Wichita Police Department launches youth-crime intervention effort
WICHITA, Kan. (KWCH) - The Wichita Police Department on Monday announced the formation of a unit to help with intervention efforts, proactively addressing youth involved in gangs and illegal behavior. WPD Chief Gordon Ramsay said crimes committed by minors are on the rise in Wichita.
“We have seen an uptick in juvenile crime in recent years,” Ramsay said.
The WPD, in collaboration with Sedgwick County Juvenile Services, created a WPD Juvenile Intervention Unit (JIU). The WPD said the newly-created unit consists of a WPD sergeant, two WPD detectives, and two juvenile intervention officers.
“Youth who offend at a young age are more likely to become chronic and violent offenders as they age, and the best opportunity to intervene is as early as possible,” Wichita police said. “Because the first contact is often the police, we are in a position to be the most helpful.

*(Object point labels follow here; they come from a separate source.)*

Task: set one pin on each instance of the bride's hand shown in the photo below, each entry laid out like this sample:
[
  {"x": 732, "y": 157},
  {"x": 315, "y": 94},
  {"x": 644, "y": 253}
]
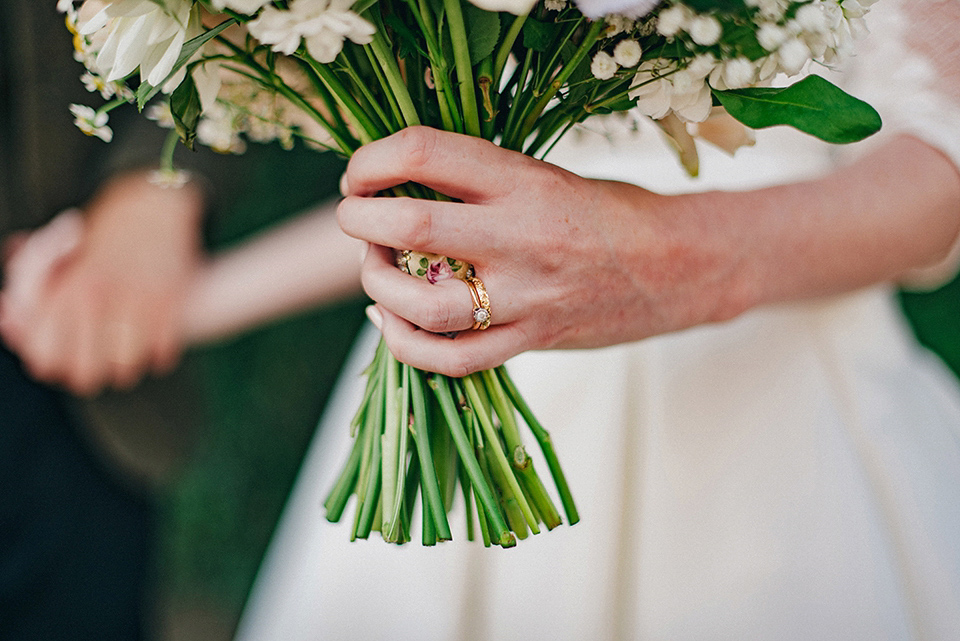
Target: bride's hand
[{"x": 568, "y": 262}]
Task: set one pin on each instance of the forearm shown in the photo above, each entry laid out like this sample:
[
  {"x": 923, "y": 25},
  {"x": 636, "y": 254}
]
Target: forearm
[
  {"x": 894, "y": 211},
  {"x": 303, "y": 263}
]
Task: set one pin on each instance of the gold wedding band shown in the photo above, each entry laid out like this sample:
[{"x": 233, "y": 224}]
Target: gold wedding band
[{"x": 481, "y": 303}]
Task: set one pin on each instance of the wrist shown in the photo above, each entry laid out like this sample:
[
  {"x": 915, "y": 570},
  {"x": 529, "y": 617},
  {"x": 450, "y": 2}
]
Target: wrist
[{"x": 730, "y": 252}]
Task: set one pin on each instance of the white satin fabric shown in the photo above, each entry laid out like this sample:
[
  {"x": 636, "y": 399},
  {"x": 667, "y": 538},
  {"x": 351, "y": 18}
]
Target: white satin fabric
[{"x": 793, "y": 474}]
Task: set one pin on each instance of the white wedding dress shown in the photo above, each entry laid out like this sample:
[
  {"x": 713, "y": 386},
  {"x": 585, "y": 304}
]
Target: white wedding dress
[{"x": 793, "y": 474}]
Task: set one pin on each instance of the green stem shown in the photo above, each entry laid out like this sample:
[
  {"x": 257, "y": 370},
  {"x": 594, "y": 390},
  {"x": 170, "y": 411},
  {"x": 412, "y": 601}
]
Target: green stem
[
  {"x": 546, "y": 445},
  {"x": 530, "y": 121},
  {"x": 432, "y": 499},
  {"x": 449, "y": 114},
  {"x": 395, "y": 531},
  {"x": 365, "y": 127},
  {"x": 397, "y": 87},
  {"x": 337, "y": 499},
  {"x": 390, "y": 445},
  {"x": 503, "y": 52},
  {"x": 461, "y": 56},
  {"x": 493, "y": 442},
  {"x": 501, "y": 534},
  {"x": 166, "y": 153}
]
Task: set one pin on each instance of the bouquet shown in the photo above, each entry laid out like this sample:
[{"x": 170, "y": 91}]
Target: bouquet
[{"x": 337, "y": 74}]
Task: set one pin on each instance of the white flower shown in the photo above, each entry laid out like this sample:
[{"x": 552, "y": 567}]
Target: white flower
[
  {"x": 603, "y": 66},
  {"x": 770, "y": 9},
  {"x": 627, "y": 53},
  {"x": 247, "y": 7},
  {"x": 321, "y": 24},
  {"x": 169, "y": 178},
  {"x": 812, "y": 18},
  {"x": 617, "y": 24},
  {"x": 672, "y": 20},
  {"x": 217, "y": 130},
  {"x": 701, "y": 65},
  {"x": 693, "y": 104},
  {"x": 652, "y": 92},
  {"x": 705, "y": 30},
  {"x": 854, "y": 9},
  {"x": 160, "y": 113},
  {"x": 141, "y": 33},
  {"x": 733, "y": 74},
  {"x": 92, "y": 122},
  {"x": 793, "y": 55},
  {"x": 633, "y": 9},
  {"x": 771, "y": 35}
]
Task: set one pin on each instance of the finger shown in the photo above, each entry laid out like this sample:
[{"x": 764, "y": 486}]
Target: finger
[
  {"x": 42, "y": 347},
  {"x": 126, "y": 349},
  {"x": 87, "y": 373},
  {"x": 469, "y": 352},
  {"x": 451, "y": 229},
  {"x": 165, "y": 353},
  {"x": 459, "y": 166},
  {"x": 444, "y": 306}
]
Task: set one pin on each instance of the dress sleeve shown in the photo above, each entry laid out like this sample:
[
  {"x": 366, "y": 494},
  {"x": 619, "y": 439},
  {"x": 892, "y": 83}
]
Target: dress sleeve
[{"x": 908, "y": 68}]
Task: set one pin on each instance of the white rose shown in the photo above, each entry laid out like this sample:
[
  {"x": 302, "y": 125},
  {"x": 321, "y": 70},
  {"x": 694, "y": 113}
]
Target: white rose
[{"x": 603, "y": 66}]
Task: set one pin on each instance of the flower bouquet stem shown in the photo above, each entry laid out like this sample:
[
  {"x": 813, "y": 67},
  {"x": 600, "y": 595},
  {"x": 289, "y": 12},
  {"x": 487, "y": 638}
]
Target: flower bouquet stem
[{"x": 521, "y": 73}]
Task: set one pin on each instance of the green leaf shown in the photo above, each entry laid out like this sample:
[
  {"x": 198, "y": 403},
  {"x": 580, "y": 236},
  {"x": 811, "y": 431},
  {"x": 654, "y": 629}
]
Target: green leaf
[
  {"x": 539, "y": 35},
  {"x": 185, "y": 107},
  {"x": 483, "y": 32},
  {"x": 813, "y": 105},
  {"x": 146, "y": 91}
]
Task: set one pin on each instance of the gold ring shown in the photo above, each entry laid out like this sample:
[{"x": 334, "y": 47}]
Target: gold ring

JIU staff will coordinate with child welfare groups, schools, treatment providers, and youth organizations to more effectively help Wichita’s youth.
The WPD said the JIU will use practices such as focused deterrence, diversion, and restorative justice “to keep youth out of the criminal justice system and onto positive paths by increasing their access to service providers in (the) community.”
“We are concerned about youth involved in illegal behavior and need to improve our rates of recidivism, help our youth and reduce crime,” Ramsay said. This newly created team will be investing in Wichita youth to assist them in getting the resources and support to be successful."
It’s all about helping children and teens before they get in trouble, Ramsay said.
A concerned mother of a Wichita teen who has committed multiple crimes as he’s gotten older hopes the WPD’s new program can reach him. She said her son is now 16 and she’s hopeful he’ll realize that his actions could have serious consequences.
Beyond just her personal situation with her son, the mother, who asked to remain anonymous, thinks Wichita desperately needs the Juvenile Intervention Unit. She said a program like this could have helped her son about three years ago.
“I think it would’ve helped because of all the times he’s interacted with police and nothing’s really happened,” she said. “He thinks he’s untouchable.”
Like Chief Ramsay, she hopes the WPD’s new intervention unit will stop teens from committing crimes before they find themselves in trouble with the law.